A French conductor let loose on Bruckner with a German orchestra, whatever next? Cambreling retains tight control throughout, which is great in the climaxes, but he looses some magic in the quieter sections.
An anniversary release from the Tallis Scholars, who again demonstrate their mastery of the renaissance repertoire.
Not recent releases, these, but still worth looking out for. Somewhere between Brahms and Schoenberg, with the skill of the former and neurosis of the latter.
DG usually only promote geriatric figures when it comes to the piano. Alice Sara Ott delivers a performance of Liszt that fully justifies thier change of heart: passionate, intense, yet always precise and focussed.
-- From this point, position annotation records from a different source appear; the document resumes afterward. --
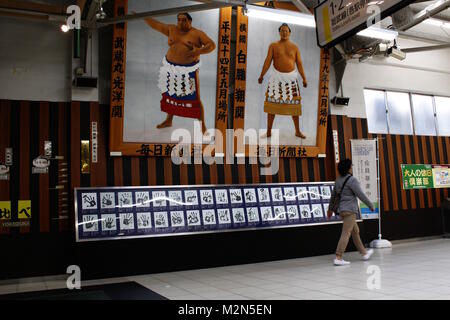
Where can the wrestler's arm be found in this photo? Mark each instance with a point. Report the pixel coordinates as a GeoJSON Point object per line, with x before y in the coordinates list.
{"type": "Point", "coordinates": [158, 26]}
{"type": "Point", "coordinates": [267, 63]}
{"type": "Point", "coordinates": [298, 60]}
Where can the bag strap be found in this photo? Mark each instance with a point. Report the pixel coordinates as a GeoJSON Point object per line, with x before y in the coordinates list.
{"type": "Point", "coordinates": [340, 191]}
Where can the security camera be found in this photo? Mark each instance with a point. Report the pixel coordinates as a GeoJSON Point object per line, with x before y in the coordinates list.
{"type": "Point", "coordinates": [396, 53]}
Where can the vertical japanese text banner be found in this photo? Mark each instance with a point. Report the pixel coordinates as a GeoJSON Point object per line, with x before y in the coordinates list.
{"type": "Point", "coordinates": [364, 159]}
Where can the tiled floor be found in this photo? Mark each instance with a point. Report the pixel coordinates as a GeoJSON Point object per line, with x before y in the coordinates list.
{"type": "Point", "coordinates": [408, 271]}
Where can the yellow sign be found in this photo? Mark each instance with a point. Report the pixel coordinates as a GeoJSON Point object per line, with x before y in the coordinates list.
{"type": "Point", "coordinates": [24, 209]}
{"type": "Point", "coordinates": [5, 210]}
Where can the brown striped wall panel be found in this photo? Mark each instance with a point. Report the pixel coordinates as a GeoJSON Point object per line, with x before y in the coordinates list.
{"type": "Point", "coordinates": [25, 125]}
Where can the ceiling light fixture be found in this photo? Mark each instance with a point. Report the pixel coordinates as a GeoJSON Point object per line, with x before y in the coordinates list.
{"type": "Point", "coordinates": [437, 23]}
{"type": "Point", "coordinates": [100, 12]}
{"type": "Point", "coordinates": [65, 28]}
{"type": "Point", "coordinates": [286, 16]}
{"type": "Point", "coordinates": [378, 33]}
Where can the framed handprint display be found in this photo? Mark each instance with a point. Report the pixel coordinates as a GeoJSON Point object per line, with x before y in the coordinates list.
{"type": "Point", "coordinates": [133, 212]}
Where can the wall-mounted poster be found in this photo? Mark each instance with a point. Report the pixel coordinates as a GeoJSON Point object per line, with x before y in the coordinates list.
{"type": "Point", "coordinates": [286, 88]}
{"type": "Point", "coordinates": [164, 78]}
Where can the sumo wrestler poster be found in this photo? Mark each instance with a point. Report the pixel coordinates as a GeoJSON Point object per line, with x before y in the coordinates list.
{"type": "Point", "coordinates": [170, 69]}
{"type": "Point", "coordinates": [286, 87]}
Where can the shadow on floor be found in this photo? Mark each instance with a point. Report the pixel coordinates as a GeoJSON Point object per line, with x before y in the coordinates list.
{"type": "Point", "coordinates": [116, 291]}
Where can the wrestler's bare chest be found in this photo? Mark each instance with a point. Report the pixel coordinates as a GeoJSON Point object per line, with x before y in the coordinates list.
{"type": "Point", "coordinates": [285, 51]}
{"type": "Point", "coordinates": [188, 39]}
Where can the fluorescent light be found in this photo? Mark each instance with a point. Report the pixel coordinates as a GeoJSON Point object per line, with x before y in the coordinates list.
{"type": "Point", "coordinates": [286, 16]}
{"type": "Point", "coordinates": [437, 23]}
{"type": "Point", "coordinates": [378, 33]}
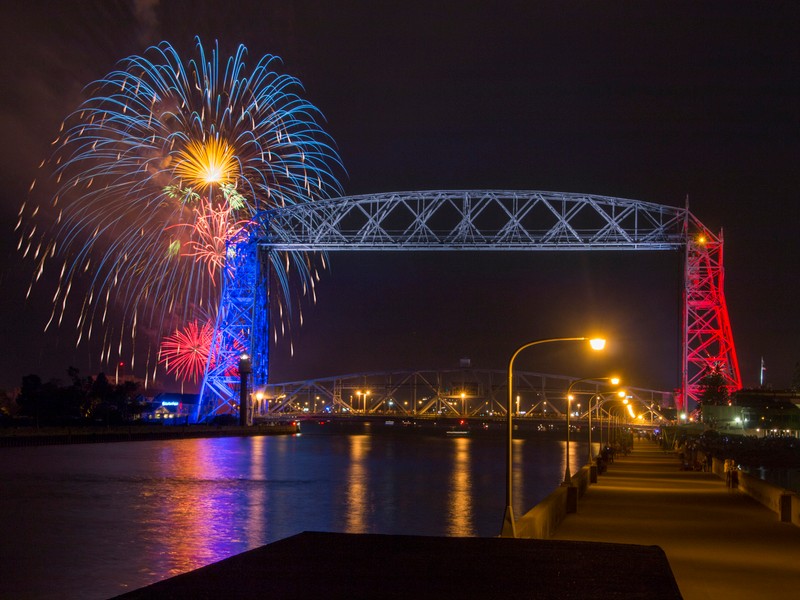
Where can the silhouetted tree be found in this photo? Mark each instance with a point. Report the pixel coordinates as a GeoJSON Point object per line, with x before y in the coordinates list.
{"type": "Point", "coordinates": [796, 377]}
{"type": "Point", "coordinates": [714, 387]}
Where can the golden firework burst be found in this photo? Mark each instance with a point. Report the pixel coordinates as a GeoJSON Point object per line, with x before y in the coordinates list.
{"type": "Point", "coordinates": [202, 164]}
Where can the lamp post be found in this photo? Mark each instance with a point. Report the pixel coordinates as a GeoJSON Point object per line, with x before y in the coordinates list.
{"type": "Point", "coordinates": [509, 528]}
{"type": "Point", "coordinates": [245, 368]}
{"type": "Point", "coordinates": [615, 381]}
{"type": "Point", "coordinates": [599, 397]}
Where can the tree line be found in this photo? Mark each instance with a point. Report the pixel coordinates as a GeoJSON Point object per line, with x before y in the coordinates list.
{"type": "Point", "coordinates": [82, 400]}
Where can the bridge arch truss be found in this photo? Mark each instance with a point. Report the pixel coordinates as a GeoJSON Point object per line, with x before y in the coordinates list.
{"type": "Point", "coordinates": [485, 220]}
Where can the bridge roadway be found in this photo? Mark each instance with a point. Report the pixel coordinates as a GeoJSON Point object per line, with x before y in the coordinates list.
{"type": "Point", "coordinates": [720, 543]}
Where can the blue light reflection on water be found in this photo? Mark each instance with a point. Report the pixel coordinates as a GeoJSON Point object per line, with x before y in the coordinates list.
{"type": "Point", "coordinates": [93, 521]}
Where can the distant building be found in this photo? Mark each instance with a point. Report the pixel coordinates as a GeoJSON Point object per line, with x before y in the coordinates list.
{"type": "Point", "coordinates": [171, 408]}
{"type": "Point", "coordinates": [769, 412]}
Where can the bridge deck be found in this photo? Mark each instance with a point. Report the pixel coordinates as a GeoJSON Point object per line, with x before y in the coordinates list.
{"type": "Point", "coordinates": [720, 542]}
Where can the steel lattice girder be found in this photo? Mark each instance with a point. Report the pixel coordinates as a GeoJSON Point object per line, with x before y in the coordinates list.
{"type": "Point", "coordinates": [464, 220]}
{"type": "Point", "coordinates": [487, 220]}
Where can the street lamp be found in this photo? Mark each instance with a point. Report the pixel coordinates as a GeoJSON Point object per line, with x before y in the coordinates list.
{"type": "Point", "coordinates": [615, 381]}
{"type": "Point", "coordinates": [509, 528]}
{"type": "Point", "coordinates": [245, 368]}
{"type": "Point", "coordinates": [599, 397]}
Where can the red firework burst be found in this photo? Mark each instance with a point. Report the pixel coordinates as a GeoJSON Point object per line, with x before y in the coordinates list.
{"type": "Point", "coordinates": [185, 351]}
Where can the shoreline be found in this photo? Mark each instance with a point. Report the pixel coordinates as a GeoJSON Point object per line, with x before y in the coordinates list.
{"type": "Point", "coordinates": [52, 436]}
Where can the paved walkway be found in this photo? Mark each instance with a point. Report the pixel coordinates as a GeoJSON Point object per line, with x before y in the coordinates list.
{"type": "Point", "coordinates": [719, 542]}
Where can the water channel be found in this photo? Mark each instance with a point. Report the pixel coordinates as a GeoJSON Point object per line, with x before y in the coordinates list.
{"type": "Point", "coordinates": [97, 520]}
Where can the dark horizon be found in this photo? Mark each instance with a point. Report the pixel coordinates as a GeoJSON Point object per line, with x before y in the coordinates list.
{"type": "Point", "coordinates": [657, 102]}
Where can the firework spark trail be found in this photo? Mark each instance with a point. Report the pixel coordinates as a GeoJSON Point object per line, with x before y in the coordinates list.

Excellent.
This is how I like to hear Palestrina. A small, professional choir, singing with utmost accuracy and recorded in vibrant SACD. Sung in a lower pitch than usual (for reasons that the liner explains in detail) but without any loss of brilliance.
If you know the Harnoncourt/Leonhardt Bach cantata cycle, you’ll know what to expect. The difference here is the use of a mixed choir (rather than boy’s voices), world-class soloists, the Musikverein acoustic, and recording technology that is 25 years younger. He’s still going strong at 80.
Very Russian Bach – firm touch and an architectural approach to the form of every movement. Like Glenn Gould, but without the angst.
Rattle, Vienna Philharmonic, Beethoven 9 – expectations run high, and are not disappointed. Bit slow in the Adagio, perhaps, but otherwise an exemplary performance.
So there you have it. And if you still have some cash burning a hole in your pocket after those purchases, you could do far worse than the new Lohengrin from Semyon Bychkov. There’s not a weak link in the cast, the conducting is electric, and the SACD sound is demonstration quality. Buy it.